I completed my chemo treatments on June 17, 2022, and the CT scan that followed revealed the treatments had shrunk the tumor enough to allow me to undergo surgery…another miracle. My surgery was scheduled for August 13, 2022, with the OHSU surgeon who had been with me since my diagnosis. One week before surgery, my surgeon called to let me know she had a family emergency and, not wanting to delay my procedure, referred me to a new surgeon at the last minute. In retrospect, yet another of God’s miracles.
I underwent the Whipple procedure, a complex surgery to remove the head of the pancreas, the first part of the small intestine, the gallbladder and bile duct and, in my case, the lower part of the stomach and a portion of the liver. The Whipple is a difficult and demanding operation and what was anticipated to be a seven-hour surgery turned into a 16-hour affair. I was thankful and blessed to have the young, strong surgeon that God had arranged for me.

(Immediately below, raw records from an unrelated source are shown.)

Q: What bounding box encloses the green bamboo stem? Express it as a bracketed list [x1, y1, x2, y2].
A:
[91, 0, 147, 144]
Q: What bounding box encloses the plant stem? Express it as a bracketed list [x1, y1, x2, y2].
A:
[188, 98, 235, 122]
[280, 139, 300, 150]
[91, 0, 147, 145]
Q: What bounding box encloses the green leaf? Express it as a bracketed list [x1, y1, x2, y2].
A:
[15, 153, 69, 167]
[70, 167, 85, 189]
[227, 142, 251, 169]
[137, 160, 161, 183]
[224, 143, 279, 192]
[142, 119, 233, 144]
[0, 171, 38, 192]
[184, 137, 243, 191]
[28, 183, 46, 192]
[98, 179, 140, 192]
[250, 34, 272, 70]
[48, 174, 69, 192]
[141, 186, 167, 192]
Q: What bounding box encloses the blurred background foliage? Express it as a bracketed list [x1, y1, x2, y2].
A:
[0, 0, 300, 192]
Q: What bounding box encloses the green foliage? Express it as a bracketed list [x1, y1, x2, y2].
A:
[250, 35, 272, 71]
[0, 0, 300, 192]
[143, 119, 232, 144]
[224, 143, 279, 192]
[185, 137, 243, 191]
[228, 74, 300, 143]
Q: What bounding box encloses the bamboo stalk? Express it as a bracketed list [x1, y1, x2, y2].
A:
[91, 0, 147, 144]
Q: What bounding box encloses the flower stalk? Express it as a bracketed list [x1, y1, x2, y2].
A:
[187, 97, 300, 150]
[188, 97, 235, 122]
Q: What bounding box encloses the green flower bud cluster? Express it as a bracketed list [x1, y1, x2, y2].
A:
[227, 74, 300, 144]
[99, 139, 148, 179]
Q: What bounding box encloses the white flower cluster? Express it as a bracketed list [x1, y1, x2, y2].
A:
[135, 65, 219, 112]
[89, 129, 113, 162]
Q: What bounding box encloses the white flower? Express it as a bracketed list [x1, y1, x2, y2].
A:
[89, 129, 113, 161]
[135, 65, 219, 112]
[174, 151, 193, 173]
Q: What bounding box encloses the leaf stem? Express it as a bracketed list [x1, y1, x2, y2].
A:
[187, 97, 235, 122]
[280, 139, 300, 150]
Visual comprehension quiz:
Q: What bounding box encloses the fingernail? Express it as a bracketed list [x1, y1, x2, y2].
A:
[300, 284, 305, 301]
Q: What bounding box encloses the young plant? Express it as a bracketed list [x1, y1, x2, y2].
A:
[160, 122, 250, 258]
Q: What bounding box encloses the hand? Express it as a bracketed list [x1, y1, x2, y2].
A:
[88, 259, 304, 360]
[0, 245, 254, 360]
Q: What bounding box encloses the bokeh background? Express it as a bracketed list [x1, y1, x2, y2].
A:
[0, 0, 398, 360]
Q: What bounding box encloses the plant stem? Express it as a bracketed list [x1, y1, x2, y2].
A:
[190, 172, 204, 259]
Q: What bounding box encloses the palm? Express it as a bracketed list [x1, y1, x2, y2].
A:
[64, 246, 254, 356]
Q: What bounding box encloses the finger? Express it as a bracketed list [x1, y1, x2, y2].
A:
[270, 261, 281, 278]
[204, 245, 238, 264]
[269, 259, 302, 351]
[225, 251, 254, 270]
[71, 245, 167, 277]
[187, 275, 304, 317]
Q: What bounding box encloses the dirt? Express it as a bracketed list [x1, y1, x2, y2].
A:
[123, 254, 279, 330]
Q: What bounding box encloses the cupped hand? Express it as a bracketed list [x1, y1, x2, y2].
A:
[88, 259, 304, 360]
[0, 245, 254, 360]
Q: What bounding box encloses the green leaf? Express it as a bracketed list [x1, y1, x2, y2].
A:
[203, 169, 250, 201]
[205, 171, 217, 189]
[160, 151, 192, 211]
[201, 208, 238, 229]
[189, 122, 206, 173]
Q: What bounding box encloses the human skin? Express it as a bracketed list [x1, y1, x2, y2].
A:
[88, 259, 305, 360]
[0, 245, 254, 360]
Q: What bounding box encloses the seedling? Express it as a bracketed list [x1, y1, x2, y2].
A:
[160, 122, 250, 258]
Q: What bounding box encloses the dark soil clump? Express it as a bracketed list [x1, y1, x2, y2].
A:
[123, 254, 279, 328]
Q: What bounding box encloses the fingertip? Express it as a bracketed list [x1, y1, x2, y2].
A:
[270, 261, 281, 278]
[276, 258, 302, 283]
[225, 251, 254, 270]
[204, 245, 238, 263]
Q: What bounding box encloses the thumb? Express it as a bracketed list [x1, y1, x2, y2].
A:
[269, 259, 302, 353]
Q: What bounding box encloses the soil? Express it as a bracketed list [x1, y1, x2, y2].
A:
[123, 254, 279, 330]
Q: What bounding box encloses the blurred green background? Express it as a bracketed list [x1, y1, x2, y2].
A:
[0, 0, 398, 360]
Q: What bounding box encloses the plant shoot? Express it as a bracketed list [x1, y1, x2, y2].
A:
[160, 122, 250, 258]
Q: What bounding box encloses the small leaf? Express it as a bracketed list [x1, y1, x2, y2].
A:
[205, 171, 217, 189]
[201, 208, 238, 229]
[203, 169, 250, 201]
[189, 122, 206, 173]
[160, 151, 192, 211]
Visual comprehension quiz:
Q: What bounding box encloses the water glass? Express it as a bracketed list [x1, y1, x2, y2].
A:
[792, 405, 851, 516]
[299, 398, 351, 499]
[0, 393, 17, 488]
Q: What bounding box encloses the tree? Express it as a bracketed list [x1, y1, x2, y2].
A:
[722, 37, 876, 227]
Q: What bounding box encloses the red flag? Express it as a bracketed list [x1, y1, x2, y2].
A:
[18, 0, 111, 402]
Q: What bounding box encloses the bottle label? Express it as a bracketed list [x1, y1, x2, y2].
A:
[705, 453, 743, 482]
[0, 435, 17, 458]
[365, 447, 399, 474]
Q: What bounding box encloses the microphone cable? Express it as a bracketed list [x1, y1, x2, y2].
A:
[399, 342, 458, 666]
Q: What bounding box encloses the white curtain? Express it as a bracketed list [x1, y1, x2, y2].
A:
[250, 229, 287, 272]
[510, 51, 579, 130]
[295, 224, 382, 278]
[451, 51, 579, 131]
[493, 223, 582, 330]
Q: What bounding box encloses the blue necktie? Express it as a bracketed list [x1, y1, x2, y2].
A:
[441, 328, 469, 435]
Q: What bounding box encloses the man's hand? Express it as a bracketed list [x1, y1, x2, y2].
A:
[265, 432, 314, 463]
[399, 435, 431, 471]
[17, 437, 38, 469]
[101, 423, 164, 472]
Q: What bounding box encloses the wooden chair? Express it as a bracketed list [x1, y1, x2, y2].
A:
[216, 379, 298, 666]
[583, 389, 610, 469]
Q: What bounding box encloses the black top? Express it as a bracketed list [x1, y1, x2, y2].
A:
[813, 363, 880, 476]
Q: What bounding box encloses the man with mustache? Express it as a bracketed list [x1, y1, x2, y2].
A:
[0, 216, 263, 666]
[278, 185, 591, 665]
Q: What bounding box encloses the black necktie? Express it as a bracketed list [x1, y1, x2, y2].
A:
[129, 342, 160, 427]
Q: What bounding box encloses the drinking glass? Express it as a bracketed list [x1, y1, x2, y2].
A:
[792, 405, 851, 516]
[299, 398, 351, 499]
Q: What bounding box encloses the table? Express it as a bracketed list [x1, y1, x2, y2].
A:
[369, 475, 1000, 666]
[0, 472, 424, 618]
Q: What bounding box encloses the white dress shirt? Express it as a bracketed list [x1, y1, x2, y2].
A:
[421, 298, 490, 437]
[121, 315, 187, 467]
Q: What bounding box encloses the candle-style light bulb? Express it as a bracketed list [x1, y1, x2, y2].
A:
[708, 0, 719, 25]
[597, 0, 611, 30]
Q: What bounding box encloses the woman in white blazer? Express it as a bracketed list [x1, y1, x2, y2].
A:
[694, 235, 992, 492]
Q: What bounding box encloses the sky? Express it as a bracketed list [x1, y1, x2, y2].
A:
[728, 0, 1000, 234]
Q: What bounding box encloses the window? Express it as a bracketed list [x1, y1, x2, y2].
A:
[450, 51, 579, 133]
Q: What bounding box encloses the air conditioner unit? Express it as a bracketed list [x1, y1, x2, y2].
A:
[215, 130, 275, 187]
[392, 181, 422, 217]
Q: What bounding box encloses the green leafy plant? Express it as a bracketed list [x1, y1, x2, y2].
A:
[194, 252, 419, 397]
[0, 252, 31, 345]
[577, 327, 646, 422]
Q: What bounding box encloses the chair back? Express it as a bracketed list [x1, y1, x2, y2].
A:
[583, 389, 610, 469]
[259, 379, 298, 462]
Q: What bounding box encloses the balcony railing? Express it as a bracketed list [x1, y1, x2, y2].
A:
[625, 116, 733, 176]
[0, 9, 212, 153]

While there were setbacks, I recovered very well overall and on August 31, 2022, I received the news that I was officially cancer free…The Ultimate Miracle. I will never forget my surgeon standing there telling me all the scientific reasons why people with pancreatic cancer don’t experience healing, how it just doesn’t happen. I thought in that moment of faith. The faith required every day to withstand and endure. There was no other option but to put on foot in front of the other and trust God. His grace is sufficient. His power is made perfect in our weakness in ways we will never be able to comprehend this side of heaven. Sometimes, cancer can be a display case for God’s glory.

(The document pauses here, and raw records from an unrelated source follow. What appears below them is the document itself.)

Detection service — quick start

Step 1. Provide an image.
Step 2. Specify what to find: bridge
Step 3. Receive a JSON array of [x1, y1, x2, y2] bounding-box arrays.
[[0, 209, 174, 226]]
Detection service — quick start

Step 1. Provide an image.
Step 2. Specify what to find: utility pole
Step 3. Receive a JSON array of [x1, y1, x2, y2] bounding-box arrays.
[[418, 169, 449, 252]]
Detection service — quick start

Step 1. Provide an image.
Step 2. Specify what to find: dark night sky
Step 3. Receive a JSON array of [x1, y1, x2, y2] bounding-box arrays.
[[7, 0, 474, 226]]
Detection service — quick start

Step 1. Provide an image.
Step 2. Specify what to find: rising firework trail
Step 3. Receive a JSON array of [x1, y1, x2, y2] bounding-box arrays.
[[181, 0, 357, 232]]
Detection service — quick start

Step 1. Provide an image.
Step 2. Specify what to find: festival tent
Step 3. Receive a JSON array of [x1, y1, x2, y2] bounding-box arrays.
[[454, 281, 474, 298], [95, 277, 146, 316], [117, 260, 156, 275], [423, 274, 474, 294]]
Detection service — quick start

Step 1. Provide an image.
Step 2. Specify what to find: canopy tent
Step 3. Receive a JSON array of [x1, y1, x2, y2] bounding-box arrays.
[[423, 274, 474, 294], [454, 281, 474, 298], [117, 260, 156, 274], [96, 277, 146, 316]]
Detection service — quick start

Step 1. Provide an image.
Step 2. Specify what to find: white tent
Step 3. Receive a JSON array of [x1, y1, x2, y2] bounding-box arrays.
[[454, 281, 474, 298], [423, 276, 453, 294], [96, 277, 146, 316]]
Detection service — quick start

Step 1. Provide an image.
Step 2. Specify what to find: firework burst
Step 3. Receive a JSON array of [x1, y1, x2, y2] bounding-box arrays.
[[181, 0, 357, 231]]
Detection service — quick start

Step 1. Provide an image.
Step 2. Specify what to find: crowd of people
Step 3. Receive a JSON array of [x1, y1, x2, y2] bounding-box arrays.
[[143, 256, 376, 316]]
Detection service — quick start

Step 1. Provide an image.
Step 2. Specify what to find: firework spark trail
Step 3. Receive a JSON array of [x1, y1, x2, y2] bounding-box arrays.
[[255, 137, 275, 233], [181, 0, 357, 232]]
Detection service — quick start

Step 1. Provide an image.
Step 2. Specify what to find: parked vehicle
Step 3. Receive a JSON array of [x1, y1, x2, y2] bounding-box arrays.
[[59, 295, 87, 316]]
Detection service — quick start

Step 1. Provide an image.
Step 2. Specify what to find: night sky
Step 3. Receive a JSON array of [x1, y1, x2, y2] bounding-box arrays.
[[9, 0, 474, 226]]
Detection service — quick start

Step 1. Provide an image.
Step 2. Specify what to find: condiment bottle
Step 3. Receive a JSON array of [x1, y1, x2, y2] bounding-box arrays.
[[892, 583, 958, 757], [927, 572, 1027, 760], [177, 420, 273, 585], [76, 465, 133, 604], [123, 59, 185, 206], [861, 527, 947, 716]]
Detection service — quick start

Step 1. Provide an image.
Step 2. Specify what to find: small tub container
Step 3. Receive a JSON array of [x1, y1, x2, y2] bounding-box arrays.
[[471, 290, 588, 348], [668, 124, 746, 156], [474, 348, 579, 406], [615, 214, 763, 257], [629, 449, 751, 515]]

In the year since I received complete healing from cancer, the Lord has continued to answer prayer, bless me abundantly, and fulfill promises I had long since abandoned. Such as, after 27 years of being a single mother I had given up on ever finding a partner to share my life with; I didn’t even know if I was going to have a life to share – and having been on my own for so long, I didn’t know if I even had anything to offer somebody. But when I least expected it God brought a wonderful man into my life. A strong man of God who I believe is my destiny and God’s promise fulfilled; we are building a beautiful life together, and plan to be married this coming June. At this stage in my life, I never thought I would find love – but the Lord has given me new life in more ways than one.
I have faith, I immerse myself in it. There is no greater source of love, healing, comfort, and grace than that which we find in our relationship with our maker. Whom, by the way, wants every single one of us well of that, I am sure. Throughout my journey, I was given exactly what I needed exactly when I needed it. I was never alone. As curious as it is to say, cancer can be a blessing in disguise…I am better now in some ways than I was before; I appreciate every day for what it is…a Miracle!
So, what am I being called to do in this season of life? I believe I’m being called to share God’s goodness in my life and find ways to share my testimony with others. To speak words of encouragement and love and to share my story of hope and healing with others going through their own cancer journey. The deepest desire of my heart is that others would witness God’s love and grace through my story. As for me, “I will keep my eyes always on the Lord. With him at my right hand, I will not be shaken” Psalm 16:8.